5j can be understood as 0 + 5j. The total numbers between -5 and 5 are determined by the length of the complex number instead of the imaginary part.
In np.mgrid, we can see the internal code that it uses:
step= abs(Re+Imj)
length = int(step_size)
if step != 1: step = (Interval)/float(step-1)Apparently, the real part of the complex number increases the number and changes the step size.
For example:
[-5:5:4+5j]
6 = int(abs(4+5j))
array([-5. , -3.14921894, -1.29843788, 0.55234318, 2.40312424, 4.2539053 ])The number would be 6. And we can compute the step_size by
step = (key.stop-start)/float(step-1)where key.stop is -5, start equals 5. The final step equals to
[in]: 10/(abs(4+5j) -1)
[out]: 1.8507810593582121It also shows that np.mgrid[-5:5:4+5j] equals np.mgrid[-5:5:5+4j]
However, the question is how to use it? I don't know, but I think it should be understood from
np.mgrid[Re1+Xj : Re2 +Yj: Re3+ Zj] mgrid uses np.lib.index_tricks.ndgrid class. The use of the complex step is complicated. I remember at one time it use np.linspace, taking the integer part of the 5j as the number of samples. Now I don't see use of linspace. It's either arange or some home-grown equivalent, which is presumably faster when making a multidimensional grid.

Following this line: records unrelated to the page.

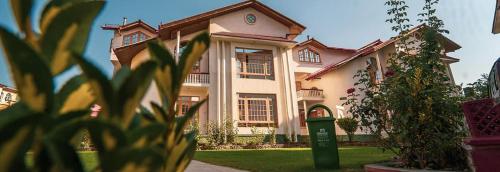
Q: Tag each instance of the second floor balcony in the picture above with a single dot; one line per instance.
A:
(197, 79)
(310, 94)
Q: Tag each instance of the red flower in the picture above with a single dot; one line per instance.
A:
(350, 90)
(389, 73)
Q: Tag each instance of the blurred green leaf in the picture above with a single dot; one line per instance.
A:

But I've been able to replicate the numbers with:
In [247]: step = 5j
In [248]: np.mgrid[0:5:5j]
Out[248]: array([0. , 1.25, 2.5 , 3.75, 5. ])

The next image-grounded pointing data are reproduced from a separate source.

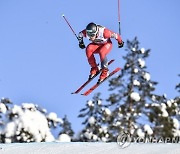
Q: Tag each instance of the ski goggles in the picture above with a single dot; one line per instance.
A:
(90, 34)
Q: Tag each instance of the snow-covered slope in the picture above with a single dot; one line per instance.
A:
(87, 148)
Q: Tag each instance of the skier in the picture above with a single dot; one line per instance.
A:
(100, 44)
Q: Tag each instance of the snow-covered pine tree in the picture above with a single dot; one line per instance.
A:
(178, 86)
(165, 116)
(4, 107)
(95, 114)
(66, 127)
(132, 91)
(26, 123)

In [249]: x = 5/(float(np.abs(step))-1)
In [250]: np.arange(0,5+x,x)
Out[250]: array([0. , 1.25, 2.5 , 3.75, 5. ])and for:
In [251]: step = 1+5j
In [252]: x = 5/(float(np.abs(step))-1)
In [253]: x
Out[253]: 1.219803902718557
In [254]: np.mgrid[0:5:step]
Out[254]: array([0. , 1.2198039 , 2.43960781, 3.65941171, 4.87921561])

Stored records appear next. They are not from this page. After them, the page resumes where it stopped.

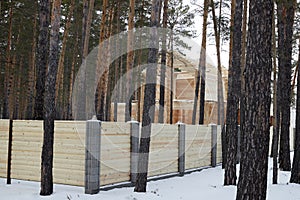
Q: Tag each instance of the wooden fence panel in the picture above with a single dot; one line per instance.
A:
(4, 134)
(26, 150)
(163, 156)
(69, 152)
(198, 146)
(115, 153)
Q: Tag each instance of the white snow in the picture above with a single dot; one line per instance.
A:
(206, 184)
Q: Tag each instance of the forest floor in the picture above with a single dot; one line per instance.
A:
(206, 184)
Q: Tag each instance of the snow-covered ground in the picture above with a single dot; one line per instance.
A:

In [255]: np.arange(0,5+x,x)
Out[255]:
array([0. , 1.2198039 , 2.43960781, 3.65941171, 4.87921561, 6.09901951])
In [256]: np.arange(0,5,x)
Out[256]: array([0. , 1.2198039 , 2.43960781, 3.65941171, 4.87921561])This isn't an exact duplicate, but the numbers match well enough to identify the step size that it's using.
In any case using a full complex number is not documented. It works, but the result is not easily understood.